Although microarrays may not be ideal for analyzing the expression of transcripts derived from multiple start sites, they are very powerful tools for other applications. One of these applications may be the elucidation of active regulatory regions of the genome involved in modulating promoter function.

Identification of active transcriptional regulatory elements is traditionally done by analyzing the sensitivity of chromatin to nucleases at specific genomic locations. Regulatory elements are typically characterized by an increased accessibility to regulatory proteins, and thus to nucleases, compared to sites of inactive chromatin. The gold-standard assay consists of treating nuclei with DNase I and measuring the extent of cutting by Southern blot hybridization. For several years, the field has been struggling with the challenge of scaling up such methods that are impractical to use genome-wide. Sequencing-based approaches have been evaluated but remain limited by high background and cost.

In this issue of Nature Methods, two groups led by Francis Collins and John Stamatoyannopoulos describe different methods, DNase-chip and DNase-array, that combine the conventional DNAse I assay with a readout using tiling microarrays covering 1% of the human genome (Fig. 1; Crawford et al., 2006 and Sabo et al., 2006). Scaling up these methods to the whole genome should require only the generation of more comprehensive tiling microarrays, which seems feasible. These methods thus promise to pave the way for genome-wide identification of DNase I hypersensitive sites, the hallmark of transcriptional regulatory regions.
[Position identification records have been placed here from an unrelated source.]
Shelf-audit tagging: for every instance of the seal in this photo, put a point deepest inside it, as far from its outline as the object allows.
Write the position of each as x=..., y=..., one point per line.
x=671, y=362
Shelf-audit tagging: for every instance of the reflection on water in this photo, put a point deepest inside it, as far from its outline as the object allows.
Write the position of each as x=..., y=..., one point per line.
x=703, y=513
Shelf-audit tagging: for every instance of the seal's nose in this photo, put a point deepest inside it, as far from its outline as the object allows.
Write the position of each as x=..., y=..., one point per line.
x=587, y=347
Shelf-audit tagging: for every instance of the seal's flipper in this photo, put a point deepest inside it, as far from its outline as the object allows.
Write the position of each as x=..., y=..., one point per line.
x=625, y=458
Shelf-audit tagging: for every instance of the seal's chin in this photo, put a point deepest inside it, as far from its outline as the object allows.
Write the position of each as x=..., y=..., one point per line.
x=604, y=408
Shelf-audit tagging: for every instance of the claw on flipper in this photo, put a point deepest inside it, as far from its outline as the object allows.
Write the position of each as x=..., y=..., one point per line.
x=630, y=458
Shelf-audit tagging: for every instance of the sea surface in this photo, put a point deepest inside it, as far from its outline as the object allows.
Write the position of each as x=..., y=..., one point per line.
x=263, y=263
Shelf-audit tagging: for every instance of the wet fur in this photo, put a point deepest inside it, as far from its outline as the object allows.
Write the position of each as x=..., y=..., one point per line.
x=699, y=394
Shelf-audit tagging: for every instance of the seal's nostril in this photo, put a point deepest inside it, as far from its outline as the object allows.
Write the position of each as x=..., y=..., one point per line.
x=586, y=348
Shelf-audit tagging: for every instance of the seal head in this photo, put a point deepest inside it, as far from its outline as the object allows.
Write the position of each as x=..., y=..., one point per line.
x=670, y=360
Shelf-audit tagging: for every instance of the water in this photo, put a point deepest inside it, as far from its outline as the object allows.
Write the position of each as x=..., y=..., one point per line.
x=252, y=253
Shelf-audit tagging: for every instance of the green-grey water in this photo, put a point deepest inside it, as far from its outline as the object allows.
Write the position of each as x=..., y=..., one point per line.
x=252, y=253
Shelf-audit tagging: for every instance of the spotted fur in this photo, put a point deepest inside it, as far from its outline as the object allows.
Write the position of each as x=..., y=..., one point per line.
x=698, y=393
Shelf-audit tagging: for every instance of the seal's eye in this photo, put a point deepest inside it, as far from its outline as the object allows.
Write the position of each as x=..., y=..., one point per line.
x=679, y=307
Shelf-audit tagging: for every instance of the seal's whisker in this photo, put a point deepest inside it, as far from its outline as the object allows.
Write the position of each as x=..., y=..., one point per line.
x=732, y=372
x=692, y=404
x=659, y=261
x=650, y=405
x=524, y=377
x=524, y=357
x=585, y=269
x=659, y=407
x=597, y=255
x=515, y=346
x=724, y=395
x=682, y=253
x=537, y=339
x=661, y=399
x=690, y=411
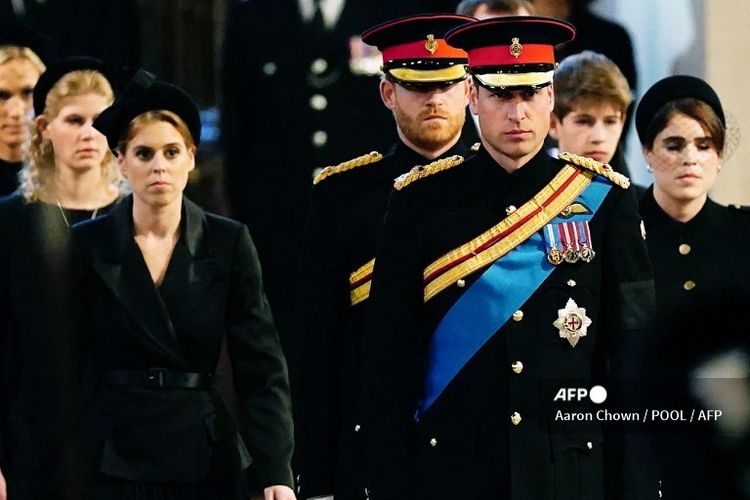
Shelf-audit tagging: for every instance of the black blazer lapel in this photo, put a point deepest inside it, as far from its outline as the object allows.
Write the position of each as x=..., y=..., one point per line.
x=120, y=265
x=194, y=277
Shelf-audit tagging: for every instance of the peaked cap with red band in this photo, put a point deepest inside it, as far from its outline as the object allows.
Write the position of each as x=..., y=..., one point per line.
x=514, y=51
x=415, y=51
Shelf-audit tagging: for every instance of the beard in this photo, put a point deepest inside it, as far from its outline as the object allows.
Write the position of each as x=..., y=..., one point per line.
x=431, y=135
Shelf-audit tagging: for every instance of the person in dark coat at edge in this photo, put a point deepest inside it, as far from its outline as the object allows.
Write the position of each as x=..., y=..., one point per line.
x=425, y=86
x=23, y=53
x=698, y=249
x=296, y=96
x=69, y=176
x=499, y=280
x=165, y=284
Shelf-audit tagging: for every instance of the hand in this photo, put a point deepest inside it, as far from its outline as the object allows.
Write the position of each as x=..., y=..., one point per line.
x=276, y=492
x=3, y=488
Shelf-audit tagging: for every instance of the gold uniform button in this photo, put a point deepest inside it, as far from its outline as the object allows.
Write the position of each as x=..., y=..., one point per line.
x=319, y=66
x=269, y=69
x=319, y=138
x=515, y=418
x=318, y=102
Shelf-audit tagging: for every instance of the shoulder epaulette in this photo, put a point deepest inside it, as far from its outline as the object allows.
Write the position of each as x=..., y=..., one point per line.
x=600, y=168
x=420, y=171
x=348, y=165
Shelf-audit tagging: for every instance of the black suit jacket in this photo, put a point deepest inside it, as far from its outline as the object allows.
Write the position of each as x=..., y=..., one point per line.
x=696, y=460
x=212, y=289
x=465, y=445
x=41, y=355
x=275, y=69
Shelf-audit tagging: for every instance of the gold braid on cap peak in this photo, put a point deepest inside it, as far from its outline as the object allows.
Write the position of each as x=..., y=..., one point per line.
x=600, y=168
x=359, y=161
x=420, y=172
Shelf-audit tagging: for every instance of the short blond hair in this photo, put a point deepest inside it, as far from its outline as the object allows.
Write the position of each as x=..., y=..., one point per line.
x=589, y=75
x=39, y=167
x=10, y=52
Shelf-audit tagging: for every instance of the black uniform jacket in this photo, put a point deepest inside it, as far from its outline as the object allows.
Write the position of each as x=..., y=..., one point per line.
x=9, y=177
x=211, y=290
x=702, y=297
x=292, y=103
x=41, y=357
x=465, y=445
x=341, y=236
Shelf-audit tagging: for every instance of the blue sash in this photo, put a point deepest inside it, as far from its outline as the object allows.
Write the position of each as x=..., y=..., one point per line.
x=486, y=306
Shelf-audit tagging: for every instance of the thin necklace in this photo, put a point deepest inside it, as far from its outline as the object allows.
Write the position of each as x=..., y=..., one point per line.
x=65, y=218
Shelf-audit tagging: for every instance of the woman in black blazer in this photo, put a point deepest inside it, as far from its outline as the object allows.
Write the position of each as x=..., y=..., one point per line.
x=698, y=249
x=69, y=175
x=166, y=284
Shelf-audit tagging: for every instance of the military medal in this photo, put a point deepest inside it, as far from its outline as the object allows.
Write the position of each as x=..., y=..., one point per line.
x=572, y=322
x=587, y=252
x=570, y=241
x=554, y=256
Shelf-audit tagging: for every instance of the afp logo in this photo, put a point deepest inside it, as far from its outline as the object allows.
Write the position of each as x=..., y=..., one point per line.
x=597, y=394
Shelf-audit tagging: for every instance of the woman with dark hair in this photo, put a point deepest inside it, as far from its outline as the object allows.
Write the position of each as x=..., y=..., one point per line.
x=698, y=250
x=69, y=176
x=166, y=284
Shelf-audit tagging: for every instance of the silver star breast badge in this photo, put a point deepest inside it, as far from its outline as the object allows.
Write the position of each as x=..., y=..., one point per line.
x=572, y=322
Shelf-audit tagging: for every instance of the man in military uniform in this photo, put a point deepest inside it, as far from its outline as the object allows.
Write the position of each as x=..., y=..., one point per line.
x=425, y=86
x=498, y=280
x=297, y=96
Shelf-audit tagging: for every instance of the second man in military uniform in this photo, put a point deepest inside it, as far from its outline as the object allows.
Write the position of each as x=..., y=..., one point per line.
x=496, y=277
x=425, y=86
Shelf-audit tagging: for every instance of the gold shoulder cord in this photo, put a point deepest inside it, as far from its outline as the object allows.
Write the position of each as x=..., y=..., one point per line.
x=600, y=168
x=348, y=165
x=420, y=172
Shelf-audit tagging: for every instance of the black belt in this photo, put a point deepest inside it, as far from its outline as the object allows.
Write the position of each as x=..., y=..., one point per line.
x=159, y=378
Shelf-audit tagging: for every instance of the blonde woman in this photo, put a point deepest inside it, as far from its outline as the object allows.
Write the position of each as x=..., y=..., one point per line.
x=20, y=67
x=167, y=283
x=69, y=176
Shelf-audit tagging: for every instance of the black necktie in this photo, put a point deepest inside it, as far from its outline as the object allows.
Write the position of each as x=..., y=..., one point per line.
x=317, y=23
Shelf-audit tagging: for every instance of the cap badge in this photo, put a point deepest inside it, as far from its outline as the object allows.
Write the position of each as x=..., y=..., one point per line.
x=572, y=322
x=431, y=44
x=515, y=48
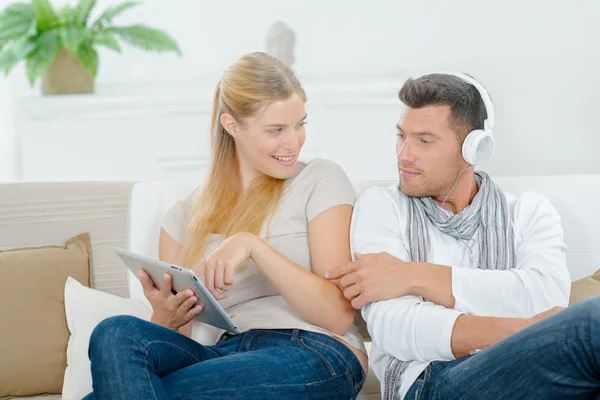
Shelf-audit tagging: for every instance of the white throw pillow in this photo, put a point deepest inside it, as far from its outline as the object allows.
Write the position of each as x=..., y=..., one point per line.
x=86, y=308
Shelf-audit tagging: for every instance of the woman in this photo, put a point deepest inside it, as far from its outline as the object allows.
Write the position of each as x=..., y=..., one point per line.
x=262, y=232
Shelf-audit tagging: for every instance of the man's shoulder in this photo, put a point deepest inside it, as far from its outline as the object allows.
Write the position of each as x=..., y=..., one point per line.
x=381, y=196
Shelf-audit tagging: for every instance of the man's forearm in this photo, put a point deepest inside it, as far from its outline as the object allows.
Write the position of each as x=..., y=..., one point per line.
x=433, y=282
x=472, y=332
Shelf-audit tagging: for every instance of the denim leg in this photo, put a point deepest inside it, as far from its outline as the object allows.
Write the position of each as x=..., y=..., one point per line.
x=556, y=358
x=273, y=365
x=129, y=356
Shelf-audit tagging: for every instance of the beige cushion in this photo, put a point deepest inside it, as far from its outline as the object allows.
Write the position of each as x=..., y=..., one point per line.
x=34, y=333
x=585, y=287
As an aid to the development of technologies to map the functional genome and distribute the resulting information, several initiatives have been organized. Projects originating in the US, Encyclopedia of DNA Elements (ENCODE), and Japan, Functional Annotation of the Mouse (FANTOM) and Genome Network (GN), have now become global cooperative initiatives.

By exploiting the sequence information that has been collected and by the cooperative development of new tools and sharing of information, genome hackers are on the way to finally cracking the function of the genome.